Un ami de mon père travaillait chez Renault, dans les années 90 il a habité à Moscou pour y développer la marque au losange. Il parle couramment russe (entre autres langues).
Le 14 mars (hier), il a écrit ce courriel.
Comme il faisait vraiment moche hier, et que les nouvelles venues d’Ukraine m’avaient déjà définitivement déprimé, je me suis dit que j’étais mûr pour me planter devant la télévision russe – histoire de souffrir jusqu’au bout. Vers le soir, j’ai donc regardé Vremia (Время, “Temps”), le grand journal du soir. Voici ce que j’y ai vu.
– Des volontaires du Donbass veulent libérer Marioupol et se confient : “C’est ma terre, dit un jeune homme. J’y suis né. J’y suis tombé amoureux. Mais elle est prise par des étrangers.”
– Les églises orthodoxes d’Ukraine sont attaquées. On diffuse un extrait du sermon du patriarche Cyrille. La semaine dernière, il dénonçait une “guerre métaphysique” menée par un Occident désireux d’imposer des gay prides au monde orthodoxe. Il appelle cette fois-ci à prier pour l’Église orthodoxe ukrainienne persécutée par les radicaux.
– Alexandre Loukachenko, le président du Bélarus, a discuté cinq heures durant avec Vladimir Poutine, et a conclu dans son style fleuri : “Nous sommes habitués aux saloperies des Occidentaux”.
– Les Américains interdisent la vente de leur alcool et de leurs cigarettes en Russie. “C’est mieux pour notre santé”, commente le présentateur.

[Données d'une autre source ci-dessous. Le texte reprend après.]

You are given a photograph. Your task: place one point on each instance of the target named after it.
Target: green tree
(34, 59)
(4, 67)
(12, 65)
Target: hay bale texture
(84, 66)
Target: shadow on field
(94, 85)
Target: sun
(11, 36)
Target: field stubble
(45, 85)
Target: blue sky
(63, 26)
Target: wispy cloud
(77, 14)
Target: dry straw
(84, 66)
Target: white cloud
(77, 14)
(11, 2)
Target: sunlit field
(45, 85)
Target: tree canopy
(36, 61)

– Nancy Pelosi, présidente de la chambre des représentants aux États-Unis, dit “Kerenski” (le nom d’un des chefs de file de la révolution de février 1917) au lieu de “Zelensky”. Les Occidentaux sont tellement incultes.

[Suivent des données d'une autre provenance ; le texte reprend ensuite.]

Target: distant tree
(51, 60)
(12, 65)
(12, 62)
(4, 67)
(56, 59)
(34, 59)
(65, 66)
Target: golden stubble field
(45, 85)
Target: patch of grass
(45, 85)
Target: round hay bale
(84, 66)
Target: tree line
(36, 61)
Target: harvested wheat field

– Les États-Unis ont reconnu l’existence de laboratoires d’armes biologiques en Ukraine.
– Instagram et Facebook sont interdits en Russie depuis que leurs PDG américains ont autorisé les appels au meurtre du président russe. Ouf.

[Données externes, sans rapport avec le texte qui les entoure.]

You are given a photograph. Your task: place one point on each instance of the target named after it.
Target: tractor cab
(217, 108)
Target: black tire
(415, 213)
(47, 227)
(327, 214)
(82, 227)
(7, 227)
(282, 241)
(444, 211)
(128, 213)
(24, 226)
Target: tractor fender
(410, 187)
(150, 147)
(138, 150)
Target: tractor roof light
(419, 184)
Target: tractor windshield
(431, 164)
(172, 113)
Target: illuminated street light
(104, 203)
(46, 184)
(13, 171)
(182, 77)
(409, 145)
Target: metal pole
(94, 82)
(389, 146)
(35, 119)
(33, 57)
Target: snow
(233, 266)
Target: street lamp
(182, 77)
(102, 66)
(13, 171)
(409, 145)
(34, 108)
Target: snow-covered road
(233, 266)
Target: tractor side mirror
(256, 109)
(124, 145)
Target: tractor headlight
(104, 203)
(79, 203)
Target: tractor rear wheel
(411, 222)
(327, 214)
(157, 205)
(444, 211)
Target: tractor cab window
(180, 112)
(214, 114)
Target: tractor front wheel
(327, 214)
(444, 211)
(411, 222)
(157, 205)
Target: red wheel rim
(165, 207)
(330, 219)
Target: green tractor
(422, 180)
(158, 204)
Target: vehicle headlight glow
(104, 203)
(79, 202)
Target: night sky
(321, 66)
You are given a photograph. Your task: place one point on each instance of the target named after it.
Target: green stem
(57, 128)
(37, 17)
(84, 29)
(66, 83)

– “La secte totalitaire délirante occidentale veut la Troisième Guerre mondiale”, martèle l’historienne Natalia Narotchnitskaïa. Tiens, mais je la connais ! Elle a dirigé pendant des années l’“Institut pour la démocratie et la coopération” à Paris, un organe d’influence du Kremlin.
– En Allemagne, on incendie les écoles russes, on refuse de soigner les Russes et de les servir dans les magasins. Commentaire de l’historienne : “L’Union européenne est devenue un Quatrième Reich”.
– Le présentateur lit une longue citation du poète russe Fiodor Tchiouttchev : “C’est tout l’Occident qui est venu exprimer son refus de la Russie et entraver son chemin vers l’avenir”(1854).
– À cause des sanctions contre la Russie, les rayons de produits de base se vident en Turquie ou en Allemagne.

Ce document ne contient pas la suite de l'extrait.